Thursday, November 8, 2012

"Living the dream" versus actually attempting to live it

They should have known better than to let me have like 8 days without working.  Or has it been 9?  Eh, it's been a while.

I have grown so accustomed to my new post-low-wage-slave-labor life that I have almost forgotten that I am still chained down, for a little bit longer.  Here's to hoping that I do get that tutoring position so I can do something of social value.  Helping people succeed in school.  Sometimes school can be daunting, and it's good to have a mentor to help guide the way through it all.  I would be good at that, and I definitely have knowledge in the subject of English.

With my master's degree I will be able to teach freshman college comp level classes and classes at community colleges and probably technical schools too.  Or be a full-time tutor.  Or writing or editing gigs.  Really, there are a lot of possibilities.

My goal is to go on and get my Ph.D. in English Lit.  I want to teach like modern British and American Lit courses.  I think it would also be cool to have a Kurt Vonnegut class or a subversive lit class, or something along those lines.  It would consist of Melville, Orwell, Huxley, Vonnegut, Bradbury, maybe Philip K. Dick, Hunter S. Thompson.  I don't know.  I would have to do more reading and analyzing.

I am taking a Melville class next semester, which I am excited about.  I am also taking Chaucer, which I have read, in Middle and Modern English, and can take or leave, even though I know it's important.  I have even read a Saint's Tale by Chaucer.  Finally, I am taking my first Shakespeare course.  I don't know how I avoided it in my undergrad, even though they covered ol' Bill in my one survey course with Dr. Berardinelli -- but he only covered the Sonnets.  It's nerdy, I know, but I will finally get to put my Complete Works to use.

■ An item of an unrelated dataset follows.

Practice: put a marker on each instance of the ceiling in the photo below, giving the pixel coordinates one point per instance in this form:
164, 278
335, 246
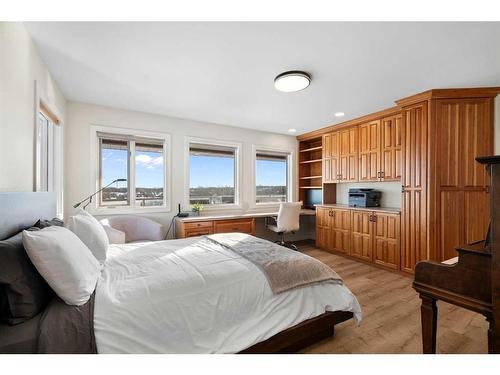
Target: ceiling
223, 72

In fact, depending on what the Melville course covers, I already Billy Budd and The Piazza Tales, Moby Dick and Israel Potter.  I might have to buy one or two more, and possibly the Chaucer, although I definitely have The Canterbury Tales in middle English in my Norton Edition.  I don't know what else the class will cover.  The Canterbury Tales is by far Chaucer's most significant contribution to English Literature, so whatever else it covers will be secondary.

This semester has definitely been useful, I will definitely use my new knowledge of linguistics and sociolinguistics to use.  I am doing a paper on the effects of present tense in Rabbit, Run, I'm doing a paper on social media literacy, and I'm doing a paper on lexical ambiguity in sex slang.  And I am going to apply to a conference with my Havelok the Dane paper.

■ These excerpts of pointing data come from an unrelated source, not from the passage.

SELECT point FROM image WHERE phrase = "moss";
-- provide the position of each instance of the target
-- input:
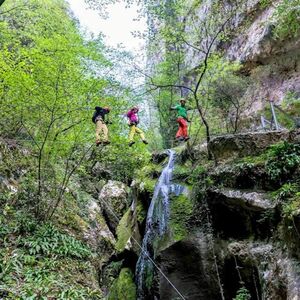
(148, 185)
(292, 208)
(123, 231)
(141, 212)
(181, 211)
(123, 287)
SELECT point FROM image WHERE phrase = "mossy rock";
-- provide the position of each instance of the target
(123, 287)
(124, 231)
(181, 211)
(141, 212)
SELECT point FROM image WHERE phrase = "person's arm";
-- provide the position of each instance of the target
(108, 121)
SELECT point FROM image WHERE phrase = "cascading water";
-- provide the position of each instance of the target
(156, 227)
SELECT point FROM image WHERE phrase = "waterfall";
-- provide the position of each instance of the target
(156, 227)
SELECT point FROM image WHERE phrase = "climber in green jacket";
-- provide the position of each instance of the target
(182, 119)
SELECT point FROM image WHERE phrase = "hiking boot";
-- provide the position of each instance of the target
(131, 143)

Without having to work for my corporate slave driver, I would be able to focus even more on my career path.  That's why I need to get a job in my field, a part-time one, even if it is not with Akron.  Somewhere.  Maybe at a library.  Or -- the dream -- a writing job.  I would write about anything.  Just saying.

No matter what, no more "living the dream"at work, where, even on a basic level, I could actually be living it.  I do, after all, have a bachelor's degree.